If you need to access six or seven different values from a result set of ten records, you’ll have to perform 60 to 70 iterations over the XML document. Not only is that horribly inefficient and resource intensive, but it prevents you from doing simple things like comparing two field values at the same time or other types of common XSLT functions. Clearly, whoever designed this schema at Innovative had no sense whatsoever of its practical use or implementation.

HOW TO USE SHREW 0.2

When your application queries the XML server, instead of trying to manipulate its output directly, you would first transform it into SRU/MARC-XML or SRU/Dublin Core using one of the above XSLT style sheet. Once the data is in this new format, you can easily manipulate it in any way you want. You can output the response directly to a SRU / SRW-aware client, or transform it into HTML using existing MARC-XML and Dublin Core tools.

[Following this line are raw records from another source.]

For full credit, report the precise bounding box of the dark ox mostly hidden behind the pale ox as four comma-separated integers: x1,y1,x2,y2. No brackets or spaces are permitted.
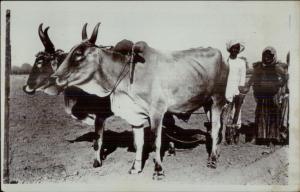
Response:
23,24,180,167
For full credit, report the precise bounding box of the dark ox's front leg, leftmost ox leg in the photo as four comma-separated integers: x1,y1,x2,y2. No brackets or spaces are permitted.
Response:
93,116,105,168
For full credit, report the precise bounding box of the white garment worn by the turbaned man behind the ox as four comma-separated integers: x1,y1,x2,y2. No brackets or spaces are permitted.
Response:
226,58,246,128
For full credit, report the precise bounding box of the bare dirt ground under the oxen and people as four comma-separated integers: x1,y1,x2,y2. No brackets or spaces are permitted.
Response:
9,76,289,185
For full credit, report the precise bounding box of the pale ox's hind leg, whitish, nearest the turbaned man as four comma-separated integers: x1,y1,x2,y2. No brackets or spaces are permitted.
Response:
207,104,222,168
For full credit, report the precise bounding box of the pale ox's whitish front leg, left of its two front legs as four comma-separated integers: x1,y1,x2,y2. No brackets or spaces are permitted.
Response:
129,127,144,174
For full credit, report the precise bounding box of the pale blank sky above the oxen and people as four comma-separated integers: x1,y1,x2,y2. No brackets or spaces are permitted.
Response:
1,1,299,66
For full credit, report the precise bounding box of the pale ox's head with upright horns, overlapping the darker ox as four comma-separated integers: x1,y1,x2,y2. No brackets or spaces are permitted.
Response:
52,23,101,87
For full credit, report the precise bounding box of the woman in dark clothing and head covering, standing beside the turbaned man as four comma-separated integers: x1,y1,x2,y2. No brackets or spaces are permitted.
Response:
249,47,288,145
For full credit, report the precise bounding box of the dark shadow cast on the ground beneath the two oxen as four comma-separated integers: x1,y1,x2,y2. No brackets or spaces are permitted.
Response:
68,125,208,164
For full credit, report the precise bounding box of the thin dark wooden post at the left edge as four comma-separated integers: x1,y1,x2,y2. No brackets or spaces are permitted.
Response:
3,10,11,183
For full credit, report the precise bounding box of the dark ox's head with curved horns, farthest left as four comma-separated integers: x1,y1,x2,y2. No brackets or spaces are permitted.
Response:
23,24,65,95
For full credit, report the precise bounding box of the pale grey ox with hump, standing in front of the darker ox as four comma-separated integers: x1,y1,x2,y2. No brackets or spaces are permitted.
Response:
53,23,227,179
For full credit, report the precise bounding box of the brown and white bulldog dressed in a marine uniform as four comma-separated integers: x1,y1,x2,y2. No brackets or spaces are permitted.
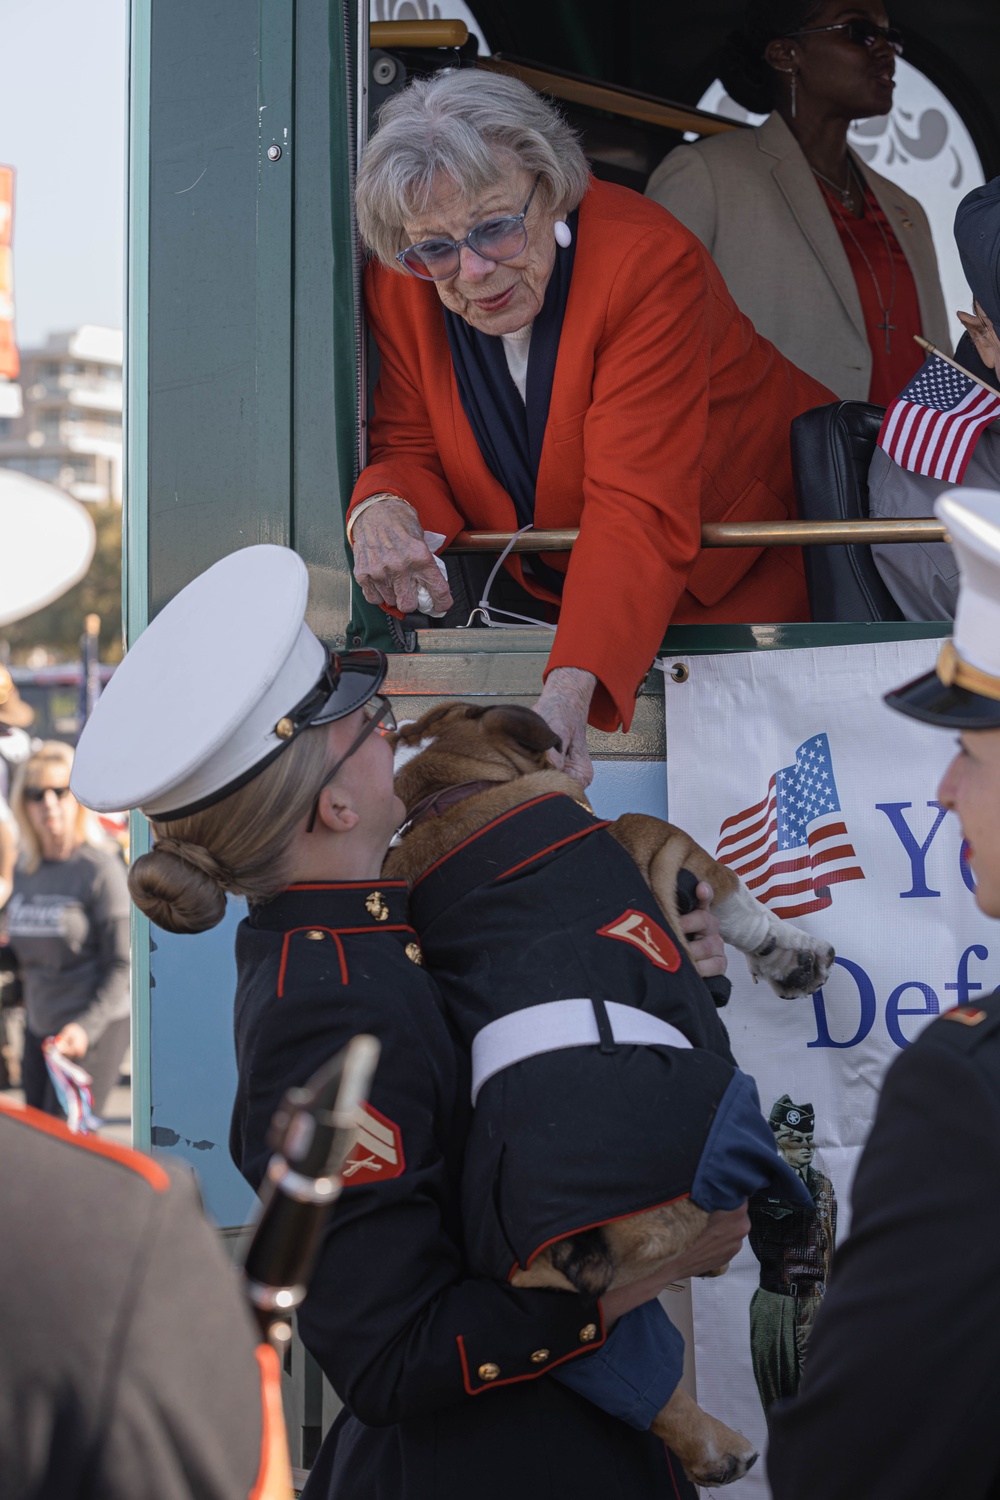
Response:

Ah, the power of standards!

In that way, you can write a little class in your programming language of choice that queries the III XML server and does this initial transformation. From your web application code you can just call that object, send it a CQL / SRU query and then deal with the response as if it were always in MARC-XML or Dublin Core.

Here’s a basic ide of how that would look in C#:

InnopacXml objSearch = new InnopacXml();
xmlResults = objSearch.GetRecords( "Java programming", 1, 10, "relevance" );

“xmlResults” in this case would be an SRU / MARC-XML document for the first 10 records in the result set (staring with record number one) for the query “Java programming,” sorted by relevance.

I think it would be great if we could flesh this whole idea out, making open source class libraries for C#, Java, PHP, etc., so that other libraries looking at the III XML server could easily pick this up and use it. And, who knows — maybe Innovative will simply fold all this back into the XML server itself, and make it SRU/SRW compliant to begin with.



One Response to “Converting the III XML Server into an SRU/SRW Server”

  • 1
    dwalker Says:

    Just got our III XML Server back up and running today, and started using the above style sheets.

    Boy is it fast!

    I was testing the XSLT previously against Plymouth State and Michigan State’s catalogs, but firewalls and network latency slowed it down a bit.

    When using it against our own catalog, it’s sub-second fast. The initial XSLT transformation of the III output to SRU / MARC XML or Dublin Core is not even noticeable.

    I think this really ultimately removes any problems I had in using the III XML Server. It would be nice if Innovative actually made the XML Server SRU and MARC-XML compliant from the beginning. But this work-around is so straight forward and in no way a hack that I’m as happy as can be with the whole purchase now.